(This entry contains stick figure shenanigans and a passing reference to male anatomy- so if you are at work, consider yourself warned!)
On my round of errands this morning, I stopped at the gas station. As I got out of my car, I noticed the SUV parked at the pump ahead of me had what appeared to be a disabled person placard. But it was a sticker, and it looked…off somehow. So I looked a little closer. And this is what I saw:
My first response was confusion. What is the purpose behind a sticker depicting stick figure congress? Is the driver bragging about his prowess? I looked at the license plate, but it was a regular license plate. So as I’m standing there mulling this over, the driver pops out of the driver’s side and lo and behold, it’s a dirty old man. Slicked back hair and Hawaiian shirt, check. He notices me eyeing the bumper sticker and gives me a wink.

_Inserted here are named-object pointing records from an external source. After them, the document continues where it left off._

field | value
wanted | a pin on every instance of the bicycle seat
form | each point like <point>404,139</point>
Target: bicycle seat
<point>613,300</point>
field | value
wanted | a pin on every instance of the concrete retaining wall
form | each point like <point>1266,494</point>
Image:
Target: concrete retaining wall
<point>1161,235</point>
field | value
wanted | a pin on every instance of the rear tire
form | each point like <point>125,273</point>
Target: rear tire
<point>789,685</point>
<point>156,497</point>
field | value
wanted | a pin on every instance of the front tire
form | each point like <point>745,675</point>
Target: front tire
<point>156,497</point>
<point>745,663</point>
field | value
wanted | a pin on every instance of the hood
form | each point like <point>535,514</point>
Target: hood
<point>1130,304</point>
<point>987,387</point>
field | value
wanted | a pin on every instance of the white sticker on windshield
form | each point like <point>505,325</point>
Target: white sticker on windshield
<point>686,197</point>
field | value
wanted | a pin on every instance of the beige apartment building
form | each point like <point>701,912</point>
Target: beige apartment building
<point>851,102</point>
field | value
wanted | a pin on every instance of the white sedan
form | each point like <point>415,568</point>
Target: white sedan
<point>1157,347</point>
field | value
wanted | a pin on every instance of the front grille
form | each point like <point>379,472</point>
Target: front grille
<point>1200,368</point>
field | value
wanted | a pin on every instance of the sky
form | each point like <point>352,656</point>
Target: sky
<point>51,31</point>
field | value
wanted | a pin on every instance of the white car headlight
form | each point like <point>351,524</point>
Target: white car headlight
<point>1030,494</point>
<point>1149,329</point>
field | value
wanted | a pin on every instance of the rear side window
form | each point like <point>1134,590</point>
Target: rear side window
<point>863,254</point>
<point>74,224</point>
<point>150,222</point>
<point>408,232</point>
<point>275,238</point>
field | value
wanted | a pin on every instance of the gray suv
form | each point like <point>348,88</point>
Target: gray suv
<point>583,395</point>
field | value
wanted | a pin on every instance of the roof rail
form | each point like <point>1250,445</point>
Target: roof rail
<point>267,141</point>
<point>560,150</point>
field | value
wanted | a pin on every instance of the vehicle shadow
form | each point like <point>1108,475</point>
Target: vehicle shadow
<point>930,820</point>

Now I’m confused, and grossed out to boot. All the older men in my life have been, well, dignified, if nothing else. They never leered at women old enough to be their grandchildren (at least not in our presence.) I’m not sure what he expected me to say. “Congratulations on maintaining an erection past 60, sir! Care to take me for a spin on the chair? Is it automatic or stick transmission?” *winkwink* I left before I could find out.
I blame it all on the little blue pill. You know the one. I know more about the topic of dirty old men than I ever really wanted to, actually. The year after I graduated college, while I pondered what to do with my life, I worked for a urologist who specialized in male ED (look it up) and was doing the last set of clinical trials for a new wonder drug, sildenafil- otherwise known as Viagra. My job, lucky me, was to screen potential candidates with a series of questions about their sex lives and physical limitations. I spent an entire year asking old men about their bits n pieces, and they were all too happy to share it all. It shattered my illusions about older men being either mellow or dignified on the topic of sex. They are just as bad as your average frat boy, just in a wrinklier package. Take away the medical issues holding them back, and woo boy, get out of the way. Even the doctors were surprised at the level of enthusiasm with which this drug was received.
Men were lining up down the street to get their hands on this pill. The wives, well, not so much. I think a lot of women were a little annoyed, to be honest. Here they were, content in their well matured marriage, and boom! “I have to do WHAT?” This is the drug that got Hugh Hefner to come out of retirement and bail on his monogamous marriage. It got Bob Dole to talk about his “other kind of salute” on national TV. In short, it encouraged an entire generation of aging baby boomers to put away the fishing rods and golf clubs that were apparently mere placeholders and reinvent themselves as dirty old men. The incidence of STDs in retirement communities has been steadily on the rise ever since- it’s true.
I kind of liked the old days better, when old guys had “I’d rather be fishing” bumper stickers and sat on the porch sipping lemonade. Now we all know what they would rather be doing. You can’t watch a sports game now without some ham fisted ad showing a suave silver fox with a soccer ball “scoring a goal”. Gold diggers, be warned! The job’s not so easy anymore! And if you see an old guy with a randy bumper sticker, drive far and fast, I think he’s on the prowl.
-jesvet





This is so funny! Disturbing, but funny.